SISTERHOOD PROJECT, Garden of delight (Beautiful accident)
Ce mini-album a failli passer complètement hors de nos radars. Sa pochette (pas l’officielle, celle du cd promo) nous donnant l’impression d’une énième resucée rock psychédélique. Pourtant, la musique du duo composé de Marie de Lerena et de Dorothée « Doo » Rascle, si elle possède un soupçon de psychédélisme s’inscrit plus dans une musique entre new wave, world music, et chant guerrier et conscient (se posant sur certains passages proches de la dark wave). On détaille un peu. Le côté new wave intervient par certaines ambiances éthérées, comme sur Lakeside town et ses effets typés. Le côté world music surgit au détour d’un chant parfois en espagnol, parfois par des sonorités évoquant un orient fantasmé. Enfin, le côté guerrier ressort par un chant puissant, pas forcément violent, mais dont on sent qu’il porte des paroles qui font sens.

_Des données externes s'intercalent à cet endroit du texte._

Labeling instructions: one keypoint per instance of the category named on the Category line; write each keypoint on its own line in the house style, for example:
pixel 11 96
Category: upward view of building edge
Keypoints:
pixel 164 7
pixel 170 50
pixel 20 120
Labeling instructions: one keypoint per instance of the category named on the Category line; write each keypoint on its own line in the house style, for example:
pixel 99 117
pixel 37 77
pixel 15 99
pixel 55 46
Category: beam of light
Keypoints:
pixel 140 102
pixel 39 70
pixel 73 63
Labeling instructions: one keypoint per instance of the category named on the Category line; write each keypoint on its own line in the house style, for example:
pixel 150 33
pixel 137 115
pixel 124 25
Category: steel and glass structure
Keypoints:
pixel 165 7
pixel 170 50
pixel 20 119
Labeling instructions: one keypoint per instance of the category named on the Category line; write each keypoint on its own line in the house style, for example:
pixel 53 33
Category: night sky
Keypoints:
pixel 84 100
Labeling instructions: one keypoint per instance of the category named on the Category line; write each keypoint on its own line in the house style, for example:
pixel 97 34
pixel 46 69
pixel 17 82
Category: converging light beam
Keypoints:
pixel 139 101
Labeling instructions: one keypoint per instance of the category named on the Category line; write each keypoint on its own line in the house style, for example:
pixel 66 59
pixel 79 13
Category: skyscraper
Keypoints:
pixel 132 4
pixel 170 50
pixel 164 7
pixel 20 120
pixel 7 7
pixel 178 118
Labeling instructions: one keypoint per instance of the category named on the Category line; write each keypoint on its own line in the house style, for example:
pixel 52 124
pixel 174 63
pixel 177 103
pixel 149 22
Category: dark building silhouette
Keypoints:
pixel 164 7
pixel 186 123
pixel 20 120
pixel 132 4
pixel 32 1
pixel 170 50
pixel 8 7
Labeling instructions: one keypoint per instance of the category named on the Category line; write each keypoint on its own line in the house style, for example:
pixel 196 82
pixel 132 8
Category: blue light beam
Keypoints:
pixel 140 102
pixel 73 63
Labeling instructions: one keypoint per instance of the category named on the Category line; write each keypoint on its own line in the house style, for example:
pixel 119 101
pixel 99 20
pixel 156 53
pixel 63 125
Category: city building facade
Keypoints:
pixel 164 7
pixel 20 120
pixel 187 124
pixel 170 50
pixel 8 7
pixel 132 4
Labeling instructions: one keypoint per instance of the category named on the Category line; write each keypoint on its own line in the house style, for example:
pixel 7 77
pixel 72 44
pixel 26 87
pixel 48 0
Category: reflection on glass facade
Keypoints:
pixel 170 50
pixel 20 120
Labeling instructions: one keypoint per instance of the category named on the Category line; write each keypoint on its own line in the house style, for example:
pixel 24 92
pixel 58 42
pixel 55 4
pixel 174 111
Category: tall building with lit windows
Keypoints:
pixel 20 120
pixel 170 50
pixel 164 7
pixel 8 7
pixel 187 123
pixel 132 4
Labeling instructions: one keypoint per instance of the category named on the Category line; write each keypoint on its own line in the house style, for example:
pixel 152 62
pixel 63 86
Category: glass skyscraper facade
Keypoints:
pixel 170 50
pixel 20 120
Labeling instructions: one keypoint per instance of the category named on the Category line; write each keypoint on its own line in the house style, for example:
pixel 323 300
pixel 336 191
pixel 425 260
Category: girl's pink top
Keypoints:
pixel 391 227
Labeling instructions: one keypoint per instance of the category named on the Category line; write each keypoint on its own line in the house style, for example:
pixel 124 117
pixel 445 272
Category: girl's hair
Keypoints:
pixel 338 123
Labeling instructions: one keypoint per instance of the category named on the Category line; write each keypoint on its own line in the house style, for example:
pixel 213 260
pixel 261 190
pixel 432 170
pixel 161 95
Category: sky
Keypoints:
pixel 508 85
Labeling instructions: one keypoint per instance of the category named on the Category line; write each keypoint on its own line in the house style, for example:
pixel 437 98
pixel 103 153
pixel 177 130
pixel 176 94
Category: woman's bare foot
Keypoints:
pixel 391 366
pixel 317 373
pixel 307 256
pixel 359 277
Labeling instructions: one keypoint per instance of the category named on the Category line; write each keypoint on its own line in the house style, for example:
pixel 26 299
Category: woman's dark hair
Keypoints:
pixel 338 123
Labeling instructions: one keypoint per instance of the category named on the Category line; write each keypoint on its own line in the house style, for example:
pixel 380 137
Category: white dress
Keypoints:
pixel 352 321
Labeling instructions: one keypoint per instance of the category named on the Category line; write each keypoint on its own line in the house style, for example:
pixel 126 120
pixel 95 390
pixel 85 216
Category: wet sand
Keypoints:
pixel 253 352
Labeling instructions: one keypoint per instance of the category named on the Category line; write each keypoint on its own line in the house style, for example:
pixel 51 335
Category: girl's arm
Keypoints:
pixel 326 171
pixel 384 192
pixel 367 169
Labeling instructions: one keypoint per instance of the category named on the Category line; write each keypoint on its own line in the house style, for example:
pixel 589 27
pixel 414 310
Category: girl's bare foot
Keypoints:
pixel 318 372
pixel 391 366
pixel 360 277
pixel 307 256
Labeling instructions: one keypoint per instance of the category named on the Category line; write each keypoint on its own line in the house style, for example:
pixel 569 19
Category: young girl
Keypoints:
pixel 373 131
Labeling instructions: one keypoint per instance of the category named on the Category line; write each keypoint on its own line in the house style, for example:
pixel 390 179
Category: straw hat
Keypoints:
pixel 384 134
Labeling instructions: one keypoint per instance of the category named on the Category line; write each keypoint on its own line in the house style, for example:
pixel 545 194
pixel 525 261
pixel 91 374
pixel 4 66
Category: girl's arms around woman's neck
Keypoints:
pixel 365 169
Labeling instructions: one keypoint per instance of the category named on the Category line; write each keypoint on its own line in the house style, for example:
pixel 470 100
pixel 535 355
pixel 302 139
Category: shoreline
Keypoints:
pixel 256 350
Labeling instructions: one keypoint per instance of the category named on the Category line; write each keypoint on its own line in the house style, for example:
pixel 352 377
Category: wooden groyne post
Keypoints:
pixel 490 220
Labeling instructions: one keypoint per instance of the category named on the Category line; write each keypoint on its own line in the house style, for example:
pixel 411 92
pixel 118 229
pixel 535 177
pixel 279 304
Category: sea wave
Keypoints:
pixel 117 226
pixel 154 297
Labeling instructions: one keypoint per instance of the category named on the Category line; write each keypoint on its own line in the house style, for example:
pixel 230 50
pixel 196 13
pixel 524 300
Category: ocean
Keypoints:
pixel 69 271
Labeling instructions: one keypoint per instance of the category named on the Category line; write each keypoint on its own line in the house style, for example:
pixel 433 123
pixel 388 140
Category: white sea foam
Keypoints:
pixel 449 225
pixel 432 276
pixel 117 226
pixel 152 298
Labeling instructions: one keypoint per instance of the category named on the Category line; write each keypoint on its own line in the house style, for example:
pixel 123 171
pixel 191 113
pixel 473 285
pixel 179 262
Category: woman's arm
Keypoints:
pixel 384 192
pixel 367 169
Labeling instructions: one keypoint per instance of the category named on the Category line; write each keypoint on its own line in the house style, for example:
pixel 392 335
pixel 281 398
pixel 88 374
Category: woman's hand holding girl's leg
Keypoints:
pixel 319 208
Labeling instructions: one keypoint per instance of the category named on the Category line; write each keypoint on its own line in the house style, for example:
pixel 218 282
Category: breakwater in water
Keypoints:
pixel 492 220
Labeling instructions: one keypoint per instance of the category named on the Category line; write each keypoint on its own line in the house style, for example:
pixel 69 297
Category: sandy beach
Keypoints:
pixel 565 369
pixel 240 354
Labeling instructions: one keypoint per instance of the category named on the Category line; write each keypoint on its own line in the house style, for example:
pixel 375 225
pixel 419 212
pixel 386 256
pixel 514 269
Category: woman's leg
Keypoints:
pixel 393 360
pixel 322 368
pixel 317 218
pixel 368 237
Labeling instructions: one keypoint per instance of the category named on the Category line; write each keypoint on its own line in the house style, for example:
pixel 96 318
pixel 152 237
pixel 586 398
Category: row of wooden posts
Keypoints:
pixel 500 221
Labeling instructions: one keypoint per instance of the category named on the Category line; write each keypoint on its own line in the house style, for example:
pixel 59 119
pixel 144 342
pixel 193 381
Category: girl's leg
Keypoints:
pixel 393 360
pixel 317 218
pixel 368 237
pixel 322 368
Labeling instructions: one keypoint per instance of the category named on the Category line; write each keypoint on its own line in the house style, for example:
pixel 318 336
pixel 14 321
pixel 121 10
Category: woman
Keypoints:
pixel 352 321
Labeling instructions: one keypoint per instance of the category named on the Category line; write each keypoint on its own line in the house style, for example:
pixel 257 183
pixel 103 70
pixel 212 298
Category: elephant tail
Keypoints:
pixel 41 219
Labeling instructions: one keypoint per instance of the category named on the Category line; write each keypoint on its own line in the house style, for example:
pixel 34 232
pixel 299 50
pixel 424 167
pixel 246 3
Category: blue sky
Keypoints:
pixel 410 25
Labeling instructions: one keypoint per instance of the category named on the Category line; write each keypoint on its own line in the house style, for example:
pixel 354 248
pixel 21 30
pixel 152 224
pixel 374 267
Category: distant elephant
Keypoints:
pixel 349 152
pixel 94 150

Ce mini-album est simplement électrisant. Il joue en partie le contre-pied en nous cueillant par des aspects hip-hop avant de retourner à quelque chose de plus pop, parfois au sein d’un même titre. En résulte une présence qui s’impose à la fois avec panache et une certaine humilité, comme une mise en avant qui se ferait presque sur la pointe des pieds. Les mélodies sont vite addictives, dévoilent, au fur et à mesure des écoutes, des éléments cachés qui prennent petit à petit tout leur sens. Tout cela est étudié avec finesse, posé sur disque avec une légèreté pleine de tact. Elle se ressent notamment au travers des différents arrangements qui, bien que se rapprochant d’une certaine idée de pop urbaine s’en détache grandement par un chant chargé en émotions et un usage modéré (et éclairé), de l’autothune.
Sensible, ce disque nous propulse auprès de ses autrices. Comme si elles voulaient nous faire prendre conscience de leur pouvoir de femme, comme si elles refusaient d’être juste des pions sur un échiquier. Pas de racolage, mais une force, terrienne, qui progressivement fait tomber nos défenses. Et nous finissons terrassés par la maîtrise artistique de ce disque comportant 8 titres, dont le fascinant Boob Traps (entre autres).